I know the story. No one could get away from it if you lived within two states of Tennessee.

It was everywhere. In fact, Tab adjusted the length of the video she posted online to cut out the cringe-worthy portion of my happy, gas-fueled ramble where I ask her if I’m prettier than Micah’s ex.

Not my finest moment. “I don’t want to talk about her. ”

“Me neither.” He takes a big gulp of wine to empty his glass and stares out over the lake. “We should get back to us.”

I place my hand over my heart, feeling it beat hard like a drum. In the empty spaces between, annoyance pushes through, and then the jitters descend. Just one mention of her, and I’m flustered. More than flustered, I’m…panicked.

This can’t be happening. Not now.

“Are you okay?” Micah asks.

I nod, trying to get my breathing under control.
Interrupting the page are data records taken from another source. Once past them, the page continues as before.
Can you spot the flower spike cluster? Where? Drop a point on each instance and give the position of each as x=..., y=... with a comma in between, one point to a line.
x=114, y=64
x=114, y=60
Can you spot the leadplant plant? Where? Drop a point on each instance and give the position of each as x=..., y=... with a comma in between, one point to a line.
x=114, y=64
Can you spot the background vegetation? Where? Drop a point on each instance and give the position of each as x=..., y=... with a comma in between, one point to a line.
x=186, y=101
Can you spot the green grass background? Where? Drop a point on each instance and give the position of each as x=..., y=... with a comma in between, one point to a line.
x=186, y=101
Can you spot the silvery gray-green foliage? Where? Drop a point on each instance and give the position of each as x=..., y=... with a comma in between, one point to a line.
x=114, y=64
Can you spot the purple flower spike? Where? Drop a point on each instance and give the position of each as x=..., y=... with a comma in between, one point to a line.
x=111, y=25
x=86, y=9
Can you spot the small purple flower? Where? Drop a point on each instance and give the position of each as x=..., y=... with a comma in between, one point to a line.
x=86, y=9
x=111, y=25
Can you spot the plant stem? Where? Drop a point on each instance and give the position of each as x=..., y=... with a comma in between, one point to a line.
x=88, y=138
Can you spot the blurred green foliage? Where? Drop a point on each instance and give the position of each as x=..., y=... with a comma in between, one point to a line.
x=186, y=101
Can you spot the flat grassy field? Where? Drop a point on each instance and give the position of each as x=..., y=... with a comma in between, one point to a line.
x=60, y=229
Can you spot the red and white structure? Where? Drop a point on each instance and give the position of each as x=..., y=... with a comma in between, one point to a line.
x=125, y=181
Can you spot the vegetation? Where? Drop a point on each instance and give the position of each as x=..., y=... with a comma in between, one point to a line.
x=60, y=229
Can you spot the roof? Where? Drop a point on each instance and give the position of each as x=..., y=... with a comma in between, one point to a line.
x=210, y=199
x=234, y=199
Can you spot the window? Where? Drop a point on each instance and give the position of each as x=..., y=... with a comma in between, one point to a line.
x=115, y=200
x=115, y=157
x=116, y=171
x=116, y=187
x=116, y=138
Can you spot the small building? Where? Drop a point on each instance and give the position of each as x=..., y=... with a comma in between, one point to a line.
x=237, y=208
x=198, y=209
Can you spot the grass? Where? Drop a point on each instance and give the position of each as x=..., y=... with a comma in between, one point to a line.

My lids flutter closed, and I count my breaths to four and back, inhaling and exhaling.

“Talk to me,” he commands, and I’m startled when his voice is much closer than before. I can hear it easily, even over the rush in my ears.

“I’m fi?—”

A hand covers my own across my chest, and I peer up to find Micah in the hot tub with me, white shirt drenched up to his chest. “Breathe.”

Athena, who’d usually be right by my side, still sleeps on the couch. She lets her guard down when Micah is around, which is saying a whole hell of a lot. The idea that it’s him reassuring me gives me pause. “It’ll go away,” I tell him.

These bouts of anxiety have happened to me my whole life but have been so much worse since the storm. So. Much. Worse. At some points, even debilitating.

I take a deep breath, willing away the rush of memories that spring forward of the freight-train like noise barreling down on us. I reach out, clenching my fingers around Micah’s bicep.

“Should I get your pills?”

My eyes fly open. “How do you know I take medication?”

“I’m obsessively observant.”

That’s one way to look at it. The other could be called something not so flattering. I take steadying breaths, one after the other.

“Should I wake Athena?”

I shake my head, and as soon as I do, he moves in closer, fitting his body to mine until we’re touching more than we’re not. With my head on his shoulder, he keeps his hand on my chest to monitor my heart rate, cradling me.

“You’re beautiful,” he whispers.

“Yeah, every last malfunctioning part of me,” I mutter as I wrangle my body under control.

“Your imperfections are perfect reminders of your history.”

I trace the outline of his chest over his shirt, wondering if he knows what happened to me. I wouldn’t be surprised. He knows a good deal already.

I don’t know what time it is, but the sky has turned dark, the stars shining in a tapestry of twinkling lights before my anxiousness subsides. “You must be exhausted,” I murmur to Micah.

He shakes his head. “I’m the most alive I’ve ever been.”